Thread2 is in trnman.c:877: it wants LOCK_trn_list, so blocks on thread1. It however owns share->intern_lock as it is inside maria_close() (see in stack trace ma_close.c:142), so blocks thread1. So it's a deadlock.

How to repeat:
Seen today in pushbuild2 (see URL in private post). Test maria_bulk_insert, machine "win x86 max".

Suggested fix:
decide on the proper order of share->intern_lock and LOCK_trn_list.

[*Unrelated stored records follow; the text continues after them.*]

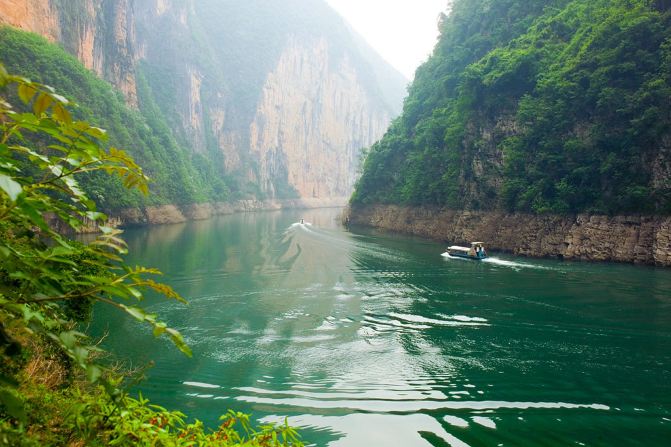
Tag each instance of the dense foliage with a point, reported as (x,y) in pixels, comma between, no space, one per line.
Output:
(555,106)
(175,178)
(54,387)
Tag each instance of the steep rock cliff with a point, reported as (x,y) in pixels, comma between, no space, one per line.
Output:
(637,239)
(275,98)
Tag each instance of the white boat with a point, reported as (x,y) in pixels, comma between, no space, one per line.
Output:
(476,251)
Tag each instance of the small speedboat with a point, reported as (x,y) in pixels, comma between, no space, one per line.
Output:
(476,251)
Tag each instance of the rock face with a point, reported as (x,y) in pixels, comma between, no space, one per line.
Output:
(636,239)
(279,111)
(312,119)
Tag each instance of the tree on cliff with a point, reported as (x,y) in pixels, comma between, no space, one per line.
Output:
(50,381)
(558,106)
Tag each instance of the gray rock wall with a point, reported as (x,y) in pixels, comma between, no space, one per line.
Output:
(636,239)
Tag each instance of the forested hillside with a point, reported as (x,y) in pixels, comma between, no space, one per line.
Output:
(175,180)
(546,106)
(217,99)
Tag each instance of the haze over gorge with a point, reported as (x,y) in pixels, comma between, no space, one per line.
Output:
(259,102)
(231,223)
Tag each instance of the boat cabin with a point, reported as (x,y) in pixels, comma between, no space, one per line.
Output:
(476,251)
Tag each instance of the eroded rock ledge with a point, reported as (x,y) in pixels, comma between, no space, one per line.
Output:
(637,239)
(169,214)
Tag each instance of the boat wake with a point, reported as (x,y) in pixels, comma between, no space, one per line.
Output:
(499,262)
(513,264)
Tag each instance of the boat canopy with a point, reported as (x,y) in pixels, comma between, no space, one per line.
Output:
(458,248)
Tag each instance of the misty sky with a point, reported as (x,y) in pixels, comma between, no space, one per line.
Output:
(402,31)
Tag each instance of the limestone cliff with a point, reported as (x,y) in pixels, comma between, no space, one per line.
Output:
(312,119)
(277,98)
(637,239)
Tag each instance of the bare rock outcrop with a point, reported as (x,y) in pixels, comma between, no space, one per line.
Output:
(635,239)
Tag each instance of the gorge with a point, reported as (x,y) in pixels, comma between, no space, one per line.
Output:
(226,100)
(543,127)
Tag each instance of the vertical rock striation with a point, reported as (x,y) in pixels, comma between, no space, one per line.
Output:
(278,111)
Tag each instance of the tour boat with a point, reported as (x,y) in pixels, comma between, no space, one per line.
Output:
(476,251)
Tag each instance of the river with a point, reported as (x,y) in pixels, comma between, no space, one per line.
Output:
(365,338)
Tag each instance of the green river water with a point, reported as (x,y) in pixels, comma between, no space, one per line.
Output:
(365,338)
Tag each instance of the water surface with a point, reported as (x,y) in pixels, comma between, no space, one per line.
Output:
(365,338)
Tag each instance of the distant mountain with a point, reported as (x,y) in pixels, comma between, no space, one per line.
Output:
(223,98)
(554,106)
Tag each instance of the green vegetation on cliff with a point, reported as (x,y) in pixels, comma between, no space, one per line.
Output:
(56,388)
(547,106)
(175,176)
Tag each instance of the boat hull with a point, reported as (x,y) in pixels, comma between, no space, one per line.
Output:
(466,256)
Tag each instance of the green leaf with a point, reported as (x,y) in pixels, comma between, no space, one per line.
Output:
(11,187)
(13,404)
(26,92)
(41,104)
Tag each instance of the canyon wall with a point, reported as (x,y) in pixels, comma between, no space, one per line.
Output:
(276,98)
(636,239)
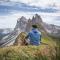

[27 Nov 2008 8:57] Guilhem Bichot
Sanja, see email I sent.
[5 Dec 2008 8:37] Guilhem Bichot
In the latest 6.0-maria, test maria-lock.test shows this bug (just look at the warnings in pushbuild:
master.err: maria.maria-lock: safe_mutex: Found wrong usage of mutex 'share->intern_lock' and 'LOCK_trn_list'
from the mutex deadlock detector).
[15 Dec 2008 10:08] Bugs System
Pushed into 6.0.9-alpha  (revid:sanja@sun.com-20081208200959-qe6jl5ll85jnw2do) (version source revid:guilhem@mysql.com-20081213204800-0nubni3t4ihn4hv9) (pib:5)
[9 Jan 2009 15:13] MC Brown
Internal only. No documentation needed.